Come se ci stesse onorando della sua presenza.

Mi concentrai, piuttosto, sugli spartiti, afferrando infatti la matita e applicando le correzioni necessarie sulla musica, dettate precedentemente dal direttore stesso.

«Buonasera, miei cari, benvenuti!» Riuscii a sentire il suo sorriso, nonostante mi stesse dando le spalle. Strinse la mano a Charlie, e alla donna di fianco a lui, pronunciandole il proprio nome.

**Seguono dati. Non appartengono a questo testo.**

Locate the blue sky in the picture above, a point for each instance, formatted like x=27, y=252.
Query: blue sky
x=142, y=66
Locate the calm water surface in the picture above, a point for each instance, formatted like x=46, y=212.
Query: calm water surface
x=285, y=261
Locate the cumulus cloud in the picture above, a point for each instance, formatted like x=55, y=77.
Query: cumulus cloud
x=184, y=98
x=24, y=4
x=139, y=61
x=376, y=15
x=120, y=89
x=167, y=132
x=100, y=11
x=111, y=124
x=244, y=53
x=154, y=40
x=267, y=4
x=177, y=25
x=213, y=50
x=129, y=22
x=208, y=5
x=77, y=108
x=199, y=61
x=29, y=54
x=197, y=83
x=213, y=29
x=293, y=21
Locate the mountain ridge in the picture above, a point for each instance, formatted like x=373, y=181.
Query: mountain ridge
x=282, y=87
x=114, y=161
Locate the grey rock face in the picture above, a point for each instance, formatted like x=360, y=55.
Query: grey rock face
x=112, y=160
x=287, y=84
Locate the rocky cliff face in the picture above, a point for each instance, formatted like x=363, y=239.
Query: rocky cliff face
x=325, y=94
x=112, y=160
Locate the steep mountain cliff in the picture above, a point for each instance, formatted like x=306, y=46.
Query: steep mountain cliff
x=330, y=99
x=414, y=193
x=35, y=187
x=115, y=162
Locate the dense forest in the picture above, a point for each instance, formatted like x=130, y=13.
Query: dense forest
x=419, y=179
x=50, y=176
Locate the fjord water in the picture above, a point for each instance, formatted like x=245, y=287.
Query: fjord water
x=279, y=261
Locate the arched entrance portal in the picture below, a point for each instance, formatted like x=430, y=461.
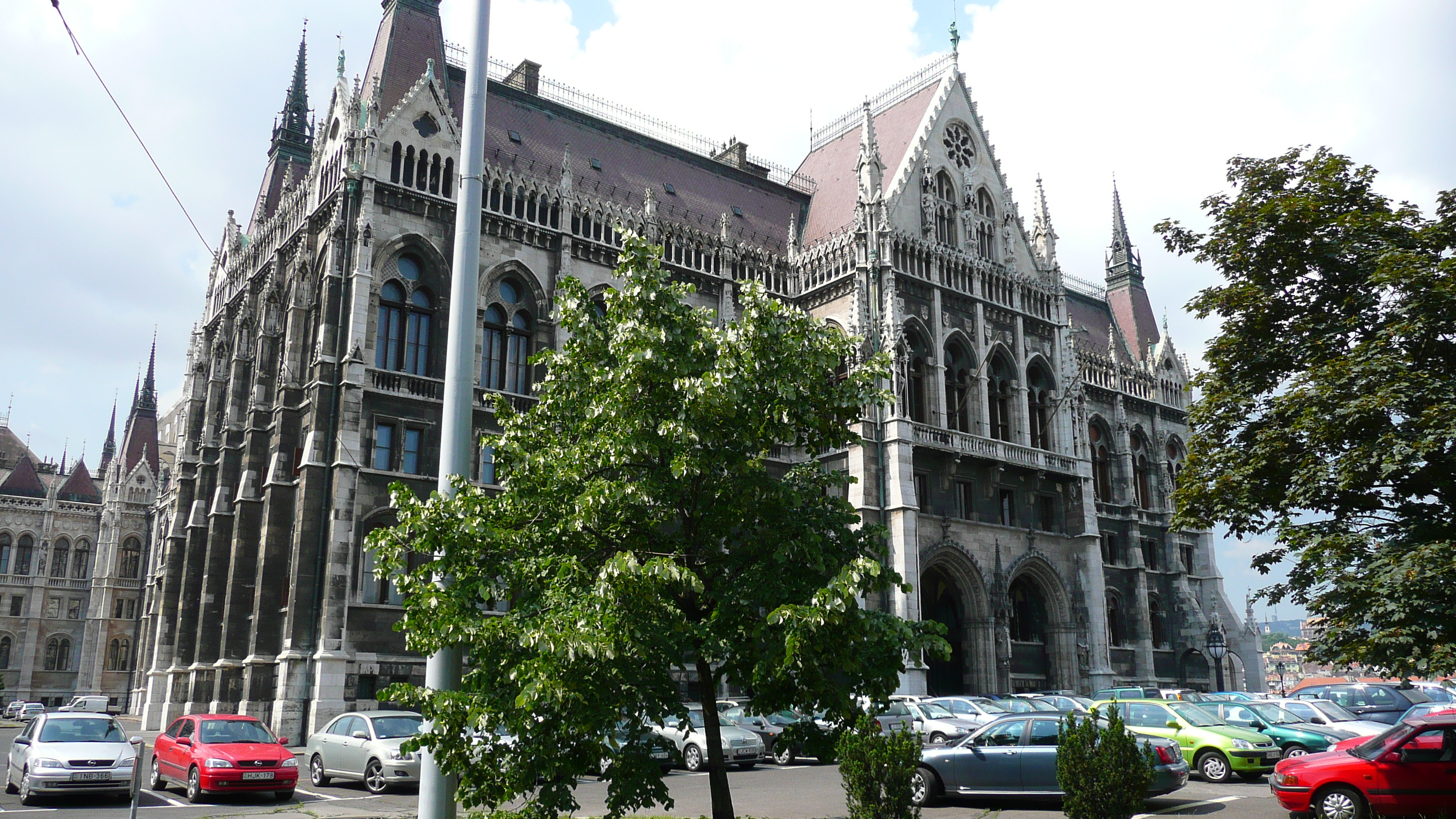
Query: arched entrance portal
x=1029, y=636
x=941, y=601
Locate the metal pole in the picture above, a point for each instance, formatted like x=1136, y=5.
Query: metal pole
x=456, y=445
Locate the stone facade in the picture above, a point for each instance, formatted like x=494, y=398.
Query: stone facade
x=314, y=377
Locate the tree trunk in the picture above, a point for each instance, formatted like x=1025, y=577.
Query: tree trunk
x=717, y=766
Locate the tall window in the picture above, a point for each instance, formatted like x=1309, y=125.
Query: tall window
x=1141, y=472
x=60, y=557
x=1039, y=407
x=383, y=446
x=1101, y=464
x=959, y=390
x=130, y=564
x=998, y=388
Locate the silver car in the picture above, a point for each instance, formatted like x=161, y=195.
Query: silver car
x=364, y=745
x=60, y=754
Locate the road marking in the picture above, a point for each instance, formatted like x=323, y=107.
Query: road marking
x=1219, y=801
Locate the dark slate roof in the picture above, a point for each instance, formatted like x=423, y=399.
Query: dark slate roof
x=80, y=487
x=833, y=165
x=22, y=481
x=631, y=164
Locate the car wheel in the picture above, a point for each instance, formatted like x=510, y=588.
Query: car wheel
x=1213, y=767
x=692, y=758
x=1339, y=804
x=316, y=771
x=28, y=796
x=374, y=777
x=194, y=786
x=925, y=786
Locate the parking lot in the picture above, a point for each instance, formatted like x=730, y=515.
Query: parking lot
x=769, y=792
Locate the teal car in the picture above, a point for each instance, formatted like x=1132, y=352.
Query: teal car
x=1292, y=734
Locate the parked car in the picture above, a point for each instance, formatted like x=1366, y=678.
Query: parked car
x=1066, y=703
x=1326, y=713
x=223, y=754
x=364, y=747
x=1369, y=701
x=1292, y=734
x=1017, y=756
x=937, y=725
x=740, y=747
x=91, y=704
x=62, y=754
x=1216, y=749
x=1407, y=770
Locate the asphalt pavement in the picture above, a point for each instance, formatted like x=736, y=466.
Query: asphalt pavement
x=768, y=792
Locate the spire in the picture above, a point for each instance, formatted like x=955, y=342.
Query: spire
x=870, y=168
x=1043, y=238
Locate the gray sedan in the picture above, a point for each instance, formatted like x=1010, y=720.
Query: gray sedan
x=1017, y=756
x=364, y=745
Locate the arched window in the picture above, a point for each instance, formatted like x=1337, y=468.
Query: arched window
x=391, y=334
x=1029, y=612
x=998, y=399
x=1039, y=406
x=1116, y=620
x=1141, y=472
x=945, y=210
x=80, y=560
x=959, y=388
x=130, y=560
x=1158, y=621
x=417, y=333
x=60, y=557
x=1101, y=462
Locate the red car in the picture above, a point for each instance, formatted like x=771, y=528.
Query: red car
x=223, y=754
x=1408, y=770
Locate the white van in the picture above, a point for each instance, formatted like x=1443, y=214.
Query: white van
x=91, y=704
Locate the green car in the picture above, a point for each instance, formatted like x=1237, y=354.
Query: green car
x=1213, y=748
x=1293, y=735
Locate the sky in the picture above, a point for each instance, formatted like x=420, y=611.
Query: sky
x=1158, y=95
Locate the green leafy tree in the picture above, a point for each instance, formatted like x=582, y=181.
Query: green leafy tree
x=643, y=540
x=877, y=770
x=1102, y=769
x=1328, y=409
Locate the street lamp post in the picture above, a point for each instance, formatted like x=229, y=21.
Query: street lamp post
x=1218, y=651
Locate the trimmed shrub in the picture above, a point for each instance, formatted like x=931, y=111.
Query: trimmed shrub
x=877, y=770
x=1102, y=769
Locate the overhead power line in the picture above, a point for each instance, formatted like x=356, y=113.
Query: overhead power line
x=82, y=52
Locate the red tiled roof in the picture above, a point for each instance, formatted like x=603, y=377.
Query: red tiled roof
x=833, y=165
x=22, y=481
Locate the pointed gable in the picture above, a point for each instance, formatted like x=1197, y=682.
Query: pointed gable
x=80, y=487
x=22, y=481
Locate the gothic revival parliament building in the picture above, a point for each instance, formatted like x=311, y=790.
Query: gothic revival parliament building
x=1026, y=471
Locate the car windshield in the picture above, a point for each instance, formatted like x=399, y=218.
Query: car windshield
x=225, y=732
x=80, y=731
x=395, y=728
x=1274, y=713
x=1196, y=716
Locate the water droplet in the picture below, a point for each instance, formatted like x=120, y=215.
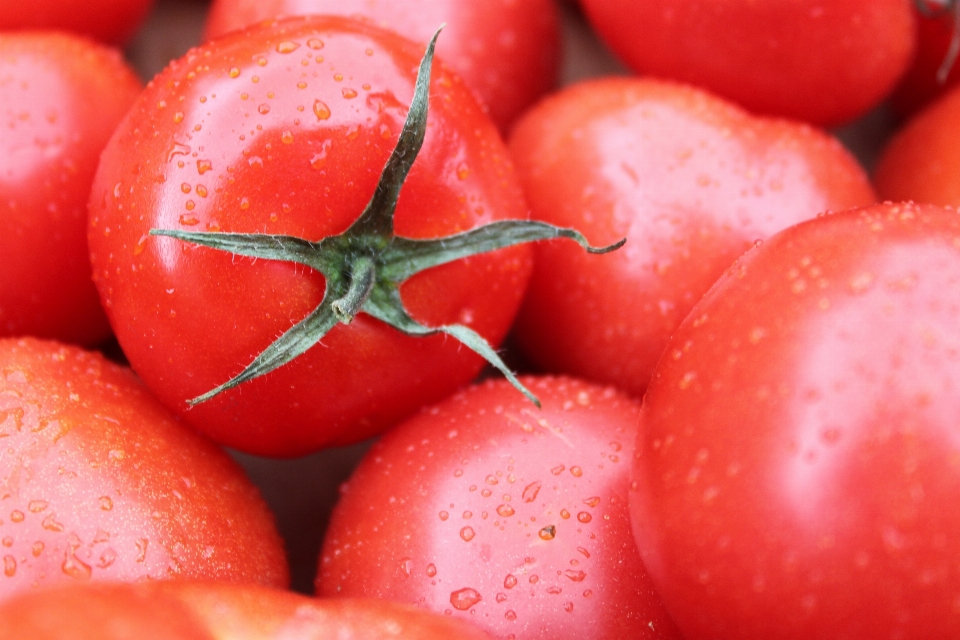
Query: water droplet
x=50, y=524
x=36, y=506
x=465, y=598
x=530, y=491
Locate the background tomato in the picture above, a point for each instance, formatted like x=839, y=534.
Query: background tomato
x=797, y=463
x=922, y=160
x=488, y=509
x=286, y=131
x=60, y=98
x=98, y=481
x=689, y=179
x=826, y=63
x=111, y=21
x=203, y=611
x=507, y=52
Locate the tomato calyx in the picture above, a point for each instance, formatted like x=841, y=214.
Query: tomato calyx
x=365, y=265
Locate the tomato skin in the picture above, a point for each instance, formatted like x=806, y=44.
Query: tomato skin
x=60, y=98
x=490, y=510
x=921, y=161
x=920, y=86
x=204, y=611
x=690, y=180
x=111, y=21
x=825, y=63
x=508, y=52
x=190, y=318
x=796, y=468
x=98, y=481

«Il mio nome è Raymond, sono il direttore dell'orchestra. E' un piacere averla qui tra noi, a osservare le prove del concerto di cui il signor Davis sarà ospite principale.»
«Piacere, Isobel.» La sua voce era così zuccherina da provocare la nausea. Un brivido mi percorse la schiena, ma scossi la testa nel tentativo di scacciare via i pensieri cattivi che il mio cervello stava producendo. Charlie non aveva ancora pronunciato parola, e mi ero rifiutato di rivolgergli anche un solo, brevissimo sguardo, per evitare in qualsiasi modo che sapesse che gli rivolgessi attenzioni.

Non che lo facessi, ovviamente.

Terminati saluti e presentazioni, vidi Ray farmi un cenno con la testa, e poi sedersi nella prima fila della sala insieme alla dolcissima coppietta, e capii di dover prendere il suo posto.

«Dalla prima.» Pronunciai a voce alta, incitando l'intero corpo musicale a seguirmi. Battei il tempo con il piede sinistro, e via sulle note che già in pochi giorni avevo imparato a memoria. Stavamo provando ormai da tutta la mattina, e l'intero concerto era ormai già stato suonato, salvo per The Miraculous Mandarin, il pezzo più vivace del programma, naturalmente il mio preferito.